By Daniel Macfarlane
Nik Wallenda’s impending and controversial tightrope walk across Niagara Falls, set for June 15, is just the most recent in a long line of such spectacles (e.g. actually going over the falls!) at the iconic cataract. Given the banality of the carnivalesque at the Niagara Falls – just think of circus-style attractions – it has often interpreted as a touchstone of cultural and social history, ranging from the epitome of the North American natural sublime in past centuries, to the cradle of electricity since the late 19th century, honeymoon central since the mid-20th century, and then serving as a symbol of environmental degradation (Love Canal) in more recent decades.

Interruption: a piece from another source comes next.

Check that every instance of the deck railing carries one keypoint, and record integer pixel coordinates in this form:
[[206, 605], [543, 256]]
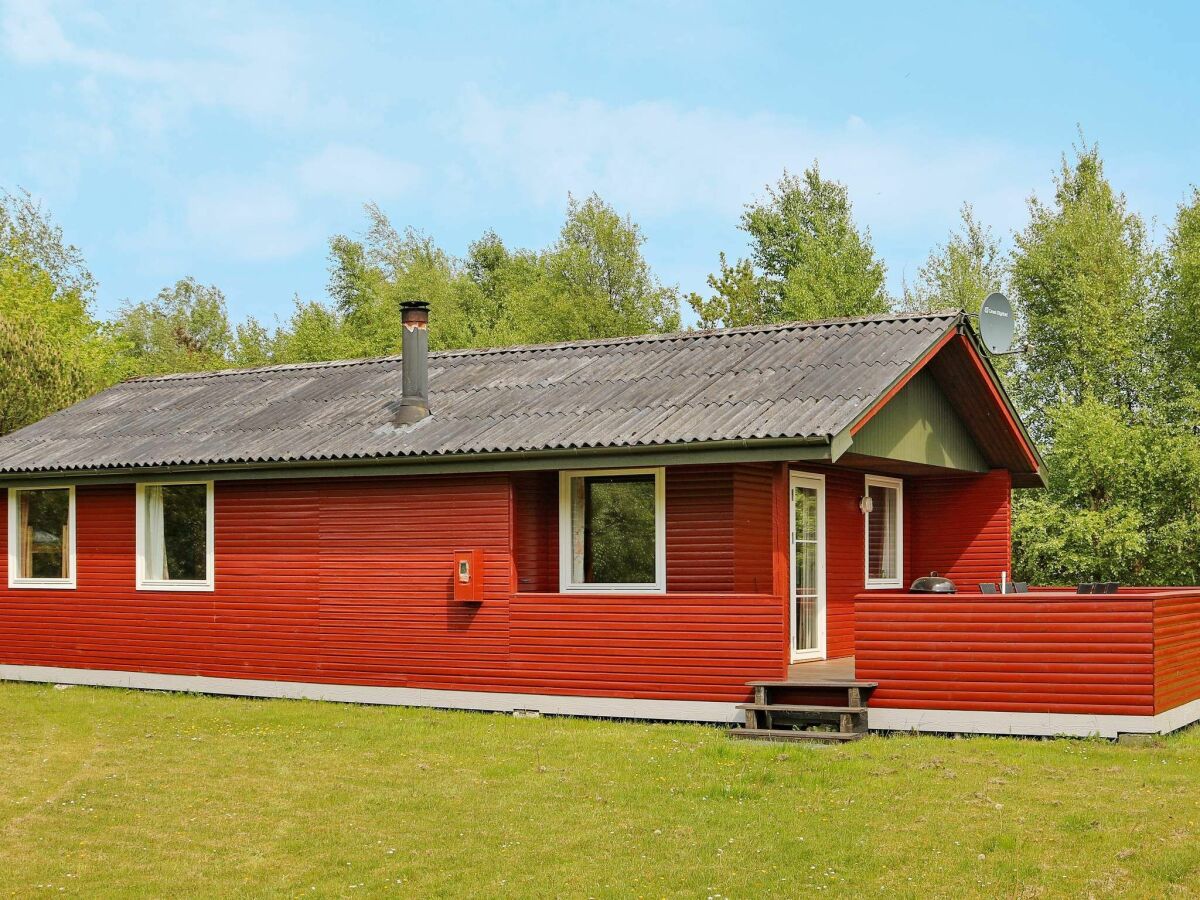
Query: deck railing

But I would argue that what is going on underneath Niagara Falls, is much more intriguing, and culturally revealing, if not as made-for-TV dramatic as a tightrope walk. Ontario Power Generation, one of the successor organizations to Ontario Hydro, is set to finish a massive 10.4 km mega-tunnel in 2013 which will take water from above the cataract, funnel it underneath the community of Niagara Falls, Ontario to the Sir Adam Beck powerhouses downstream. But this tunnel is nothing new, as it joins similar diversion tunnels and conduits that were built throughout the 20th century (Canadian Geographic recently featured this tunnel’s construction, including a map of the past and present tunnels, in its April 2012 issue). The soon-to-be-completed tunnel is part of a massive and historic hydro-electric production landscape in which water falling down the Niagara escarpment has been diverted on both sides of the border in order to generate power.
Concerns about balancing the benefits of hydro power (and the industrial development that tends to accompany it) with the public’s concern for the natural appeal (and tourist dollars, from the state’s perspective) of the falls have been ongoing since the turn of the 20th century. Public pressure led to some diversion restrictions, but other forces (i.e. government and industry) pushing for increased diversions got their way more often than not. Various transnational schemes were forwarded that tried to achieve both aims: simultaneously divert water and maintain the scenic spectacle of the cataract. While this may sound contradictory, such plans formed the basis for the 1950 Canadian-American Niagara treaty between Canada and the United States.
Under the terms of this bilateral agreement, a control weir was built above the waterfalls, water diverted into newly-constructed tunnels, and the flanks and river bed leading up to the actual falls modified and manipulated so that the “impression of volume” would be maintained despite the massive amounts of water that no longer crashed over the precipice (see attached pictures). It was about making less water look like more in order to retain the “natural” appearance of the Falls. This had included the development of a special “telecolorimeter” to test for the desired “greenish-blue” colour of the cascading water. The remedial works were also intended to reduce “spray problems,” as excessive mist was scaring off visitors to the tunnels behind Table Rock. This all speaks to the commodification of the Niagara experience, a process that was intertwined with the other tourist trappings prevalent at Niagara Falls: nature should be sanitized, made predictable and orderly, and packaged for easy consumption.
Because of the treaty stipulations, 2/3 of the water of the Niagara River was legally diverted to the hydro plants, rather than going over the falls, during non-tourist hours (8 a.m. to 10 p.m. from April to mid-September, and
from 8 a.m. to 8 p.m. during the fall). The various governments spoke of the cataract as if it were a water faucet to be turned on and off according to aesthetic whim; indeed, Niagara Falls is essentially treated like a tap, engineered to serve the power plants. This may be disheartening, even shocking, to those who revel in Niagara’s glory. The history of Niagara Falls power and beauty development indicates that “conservation” is a contested and fluid concept, with varying motives and results. It certainly is a testament to past governmental and planners urges to treat the environment as something to be controlled and dominated. It shows that, even at a place as iconic and revered as Niagara Falls, such considerations take a backseat to progress and industry.
However, I also have not told the whole story. Canada and the U.S. further conspired in the 1960s and 1970s to increase the amount of water that could be diverted away from the falls, and even went as far as to shut off the American Falls for a period of time to explore renovating its rock face and talus. But public opposition played a strong role in dissuading many of the further “improvements” – indicating the power, forgive the pun, which such opposition can have. Furthermore, one could ask what, outside of the subjective loss of scenic grandeur, are the environmental drawbacks of plumbing Niagara for hydro-electricity? Hydro power is generally more environmentally friendly than other standard forms of mass energy production, with the major exception of the ecological impacts of reworking river and water ecosystems that hydro dams usually entail (e.g. St. Lawrence, Columbia, and Northern Quebec projects). But at Niagara, the falls act as the dam, and no flooding or major reorganization of watershed ecology has been necessary.
Nonetheless, treating Niagara like a tap seems wrong to me, and there are surely consequences for attempting to have one’s cake and eat it, too – or to have one’s power and “natural” beauty, too – even if they are not immediately apparent. At the very least, the modern history of the Niagara Falls relays a complicated story that should give us pause when it comes to conceptualizing natural beauty and natural resources.